General Information

Sunlenca (lenacapavir) is a human immunodeficiency virus type 1 (HIV-1) capsid inhibitor.

Sunlenca is specifically indicated for use in combination with other antiretroviral(s), is indicated for the treatment of human immunodeficiency virus type 1 (HIV-1) infection in heavily treatment-experienced adults with multidrug resistant HIV-1 infection failing their current antiretroviral regimen due to resistance, intolerance, or safety considerations.

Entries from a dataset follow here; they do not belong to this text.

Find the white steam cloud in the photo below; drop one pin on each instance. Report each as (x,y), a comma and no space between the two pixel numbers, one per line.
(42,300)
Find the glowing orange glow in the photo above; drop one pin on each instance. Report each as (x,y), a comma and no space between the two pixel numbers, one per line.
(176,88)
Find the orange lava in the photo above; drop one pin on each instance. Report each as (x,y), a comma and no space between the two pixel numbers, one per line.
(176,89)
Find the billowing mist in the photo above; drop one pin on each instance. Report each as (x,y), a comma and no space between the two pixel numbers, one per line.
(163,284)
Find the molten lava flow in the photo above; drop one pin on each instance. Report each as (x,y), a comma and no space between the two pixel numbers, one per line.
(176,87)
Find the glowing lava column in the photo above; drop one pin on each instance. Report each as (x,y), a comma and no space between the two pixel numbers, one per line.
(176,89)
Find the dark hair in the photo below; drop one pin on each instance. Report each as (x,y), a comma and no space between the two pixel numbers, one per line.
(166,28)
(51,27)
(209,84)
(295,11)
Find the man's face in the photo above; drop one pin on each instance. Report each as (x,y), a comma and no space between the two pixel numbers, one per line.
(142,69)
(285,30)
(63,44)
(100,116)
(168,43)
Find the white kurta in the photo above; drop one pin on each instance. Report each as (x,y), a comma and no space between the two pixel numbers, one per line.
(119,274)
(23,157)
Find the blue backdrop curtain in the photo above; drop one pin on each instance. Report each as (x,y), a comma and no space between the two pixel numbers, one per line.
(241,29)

Recommended dosage – Initiation with one of two options followed by once every 6-months maintenance dosing. Tablets may be taken without regard to food.

OPTION 1

Treatment Time

Dosage of Sunlenca: Initiation

Day 1

927 mg by subcutaneous injection (2 x 1.5 mL injections) 600 mg orally (2 x 300 mg tablets)

Day 2

600 mg orally (2 x 300 mg tablets)

Dosage of Sunlenca: Maintenance

Every 6 months (26 weeks) from date of last injection +/-2 weeks

927 mg by subcutaneous injection (2 x 1.5 mL injections)

OPTION 2

Treatment Time

Dosage of Sunlenca: Initiation

Day 1

600 mg orally (2 x 300 mg tablets)

Day 2

600 mg orally (2 x 300 mg tablets)

Day 8

300 mg orally (1 x 300 mg tablet)

Day 15

927 mg by subcutaneous injection (2 x 1.5 mL injections)

Dosage of Sunlenca: Maintenance

Every 6 months (26 weeks) from date of last injection +/-2 weeks

927 mg by subcutaneous injection (2 x 1.5 mL injections)

Missed Dose

During the maintenance period, if more than 28 weeks have elapsed since the last injection and if clinically appropriate to continue Sunlenca treatment, restart the initiation dosage regimen from Day 1, using either Option 1 or Option 2

Mechanism of Action

Sunlenca (lenacapavir) is a multistage, selective inhibitor of HIV-1 capsid function that directly binds to the interface between capsid protein (p24) subunits in hexamers. Lenacapavir inhibits HIV-1 replication by interfering with multiple essential steps of the viral lifecycle, including capsid-mediated nuclear uptake of HIV-1 proviral DNA (by blocking nuclear import proteins binding to capsid), virus assembly and release (by interfering with Gag/Gag-Pol functioning, reducing production of capsid protein subunits), and capsid core formation (by disrupting the rate of capsid subunit association, leading to malformed capsids).

Clinical Trial Results

The FDA approval of Sunlenca was based on data from the Phase 2/3 CAPELLA trial, which evaluated lenacapavir in combination with an optimized background regimen in people with multi-drug resistant HIV-1 who are heavily treatment experienced. CAPELLA participants had undergone previous treatment with a median of nine antiretroviral medications. The study enrolled 36 adults who were randomized 2:1 to receive oral lenacapavir or placebo for 14 days, in addition to continuing their failing regimen (functional monotherapy). Of the 24 people randomized to the lenacapavir group, the median baseline viral load was 4.2 log10 copies/mL and 67% had a CD4 count of less than 200 cells/uL. A statistically significant greater proportion of participants receiving lenacapavir met the primary endpoint of a viral load reduction of at least 0.5 log10 copies/mL from baseline compared with those receiving placebo at the end of the 14-day functional monotherapy period (88% vs. 17%). Additionally, the lenacapavir group achieved a statistically significant greater mean change in viral load versus the placebo group (-1.93 log10 copies/mL vs. -0.29 log10 copies/mL).